Plainpages gives you the parts that are the same every time — authentication, authorization, a config-driven menu, and a server-rendered, zero-JS design system — and lets you add everything domain-specific by dropping in plugin folders. The only screens it ships itself are the ones for running the system: users, groups, and permissions. Everything else is a plugin.
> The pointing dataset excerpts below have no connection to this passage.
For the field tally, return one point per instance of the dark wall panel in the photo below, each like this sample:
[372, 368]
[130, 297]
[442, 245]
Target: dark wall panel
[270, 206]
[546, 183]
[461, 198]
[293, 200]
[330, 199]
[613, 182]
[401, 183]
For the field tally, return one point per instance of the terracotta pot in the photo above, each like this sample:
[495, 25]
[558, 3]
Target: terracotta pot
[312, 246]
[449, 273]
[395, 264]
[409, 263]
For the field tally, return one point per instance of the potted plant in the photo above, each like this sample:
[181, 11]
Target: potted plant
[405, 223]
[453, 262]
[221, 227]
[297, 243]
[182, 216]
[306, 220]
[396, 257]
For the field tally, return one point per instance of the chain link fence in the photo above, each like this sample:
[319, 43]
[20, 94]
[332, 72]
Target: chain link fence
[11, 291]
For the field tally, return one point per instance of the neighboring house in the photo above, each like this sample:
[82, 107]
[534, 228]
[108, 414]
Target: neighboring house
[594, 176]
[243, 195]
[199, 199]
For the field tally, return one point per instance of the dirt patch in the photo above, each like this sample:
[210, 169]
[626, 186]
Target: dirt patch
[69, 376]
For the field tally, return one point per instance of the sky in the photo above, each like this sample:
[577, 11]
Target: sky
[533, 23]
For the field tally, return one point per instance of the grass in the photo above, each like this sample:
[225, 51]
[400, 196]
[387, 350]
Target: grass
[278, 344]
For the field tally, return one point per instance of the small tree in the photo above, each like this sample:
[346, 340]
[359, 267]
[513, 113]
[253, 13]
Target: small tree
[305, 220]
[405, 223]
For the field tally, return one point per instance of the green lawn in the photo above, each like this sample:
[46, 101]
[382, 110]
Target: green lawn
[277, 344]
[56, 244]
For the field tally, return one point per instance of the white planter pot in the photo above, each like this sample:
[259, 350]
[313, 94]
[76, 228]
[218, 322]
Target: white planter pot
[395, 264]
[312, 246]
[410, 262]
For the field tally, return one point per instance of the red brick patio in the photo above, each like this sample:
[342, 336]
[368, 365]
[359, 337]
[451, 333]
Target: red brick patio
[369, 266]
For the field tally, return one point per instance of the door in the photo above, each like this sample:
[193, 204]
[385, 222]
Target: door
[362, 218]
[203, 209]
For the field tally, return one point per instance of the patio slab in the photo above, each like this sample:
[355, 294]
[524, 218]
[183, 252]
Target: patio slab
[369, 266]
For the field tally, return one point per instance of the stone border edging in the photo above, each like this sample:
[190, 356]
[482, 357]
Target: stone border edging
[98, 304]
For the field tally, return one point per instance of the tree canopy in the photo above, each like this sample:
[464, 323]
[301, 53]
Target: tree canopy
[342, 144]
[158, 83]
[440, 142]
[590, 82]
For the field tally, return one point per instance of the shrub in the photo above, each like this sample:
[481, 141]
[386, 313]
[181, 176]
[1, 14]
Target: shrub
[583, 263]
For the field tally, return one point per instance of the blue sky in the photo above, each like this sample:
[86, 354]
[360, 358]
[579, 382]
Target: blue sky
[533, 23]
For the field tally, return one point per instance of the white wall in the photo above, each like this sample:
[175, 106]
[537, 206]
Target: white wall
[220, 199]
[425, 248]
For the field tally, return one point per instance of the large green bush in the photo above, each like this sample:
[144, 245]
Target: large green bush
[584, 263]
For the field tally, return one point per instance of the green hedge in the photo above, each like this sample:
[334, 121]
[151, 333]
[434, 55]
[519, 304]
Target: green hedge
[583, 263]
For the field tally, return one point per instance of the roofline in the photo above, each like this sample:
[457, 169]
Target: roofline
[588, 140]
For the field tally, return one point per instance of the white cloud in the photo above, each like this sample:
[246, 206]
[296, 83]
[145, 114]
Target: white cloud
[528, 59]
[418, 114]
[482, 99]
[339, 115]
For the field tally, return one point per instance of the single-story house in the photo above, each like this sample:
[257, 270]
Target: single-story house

Priorities (unchanged from day one): simplicity, few dependencies, strict TypeScript, no build step, Docker-only. Heavy lifting that isn't simple to do well — identity, sessions, SSO, OAuth2, permission checks — is delegated to Ory sidecar services rather than reinvented.
"Simple" here is about the whole architecture staying simple — not just at the start, but after you've dropped in 240 plugins and run it hard in production. The shape doesn't change as it grows: every plugin is the same self-contained folder, the hot path is the same I/O-free JWT check, and there's no app database to scale or migrate.
Who this is for
Experienced developers building back-office, admin, and dashboard products — for their own use or for a client. You know your way around HTTP, Docker, and an identity provider, and you'd rather assemble pages from solid building blocks than fight a framework or hand-roll auth for the tenth time. Plainpages hands you the boring-but-hard parts (auth, authz, menu, design system, plugin host) and stays out of the way of your domain logic. It does not try to be a no-code tool or hide its moving parts: if "Ory is down ⇒ no logins" (see Auth) reads as an obvious consequence rather than a surprise, you're the audience.
Project goals
Beyond the priorities above, Plainpages deliberately targets low-end systems, odd hardware, and low-bandwidth environments — a tablet on a factory floor, an old thin client at a reception desk, a remote site on a flaky link. That's why the baseline is standards-compliant, boring HTML + CSS with zero JavaScript: it loads fast, degrades gracefully, and works on whatever browser the site already has. Where a modern CSS feature removes the need to ship JavaScript (theme switching, popovers, disclosure), we'll happily use it — the trade we avoid is shipping a client-side runtime, not using the platform.
Status. This README describes the target architecture (the project's scope). What exists in the repo today is the scaffold — a Node 24 + EJS HTTP server with static serving — plus the design foundation in
html-css-foundation/(a complete zero-JS app shell + auth screens). The plugin host and Ory integration (Kratos/Keto/Hydra + their Postgres) are the roadmap below, not yet implemented. Sections marked (planned) are not built yet.
The MVP — "clone, one command, hack on a plugin" (planned)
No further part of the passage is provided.